Hilfe bei der Erkundung der digitalen Welt

Die Schillerschule und die Mörike-Gemeinschaftsschule in Backnang nehmen an einem Projekt zur Förderung der digitalen Medienkompetenz teil. Sie wurden bundesweit als zwei von zehn Schulen von der Ralf-Rangnick-Stiftung dazu auserkoren.

Hilfe bei der Erkundung der digitalen Welt

Drittklässler in Backnang – hier im Bild in der Mörike-Gemeinschaftsschule – sollen ebenso wie die Lehrer und auch die Eltern fit für die digitale Welt gemacht werden. Foto: A. Becher

Von Bernhard Romanowski

BACKNANG. Einen Digitalpakt hat die Bundesregierung schon vor gut anderthalb Jahren auf die Schiene gesetzt, um die Schulen in Deutschland in Sachen Digitalisierung zeitgemäß auszustatten.
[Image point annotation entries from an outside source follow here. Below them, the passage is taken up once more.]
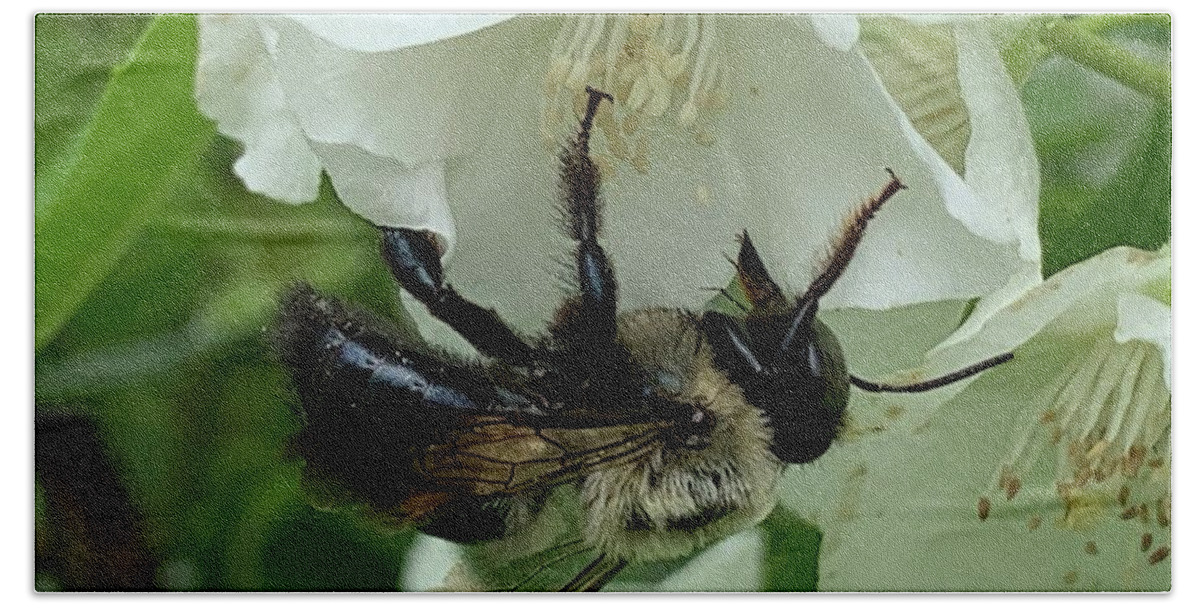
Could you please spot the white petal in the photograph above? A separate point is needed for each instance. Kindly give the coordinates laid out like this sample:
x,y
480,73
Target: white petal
x,y
1141,317
733,564
838,30
427,563
1001,163
415,104
235,85
376,32
387,193
907,518
813,145
1089,290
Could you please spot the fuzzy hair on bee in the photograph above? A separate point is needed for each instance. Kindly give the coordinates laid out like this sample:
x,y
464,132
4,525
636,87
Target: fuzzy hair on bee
x,y
671,427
In Backnang kommen nun aber zwei Schulen noch zusätzlich in den Genuss einer Anschubhilfe, um sich für die Nutzung der virtuellen Datenwelt fitzumachen und die damit verbundene Technik richtig einsetzen zu können. Als zwei von zehn Schulen in ganz Deutschland nehmen die Schillerschule und die Mörike-Gemeinschaftsschule an einem Pilotprojekt der Ralf-Rangnick-Stiftung teil und werden nun zwei Jahre lang auf dem Weg zum digitalen Lernen begleitet.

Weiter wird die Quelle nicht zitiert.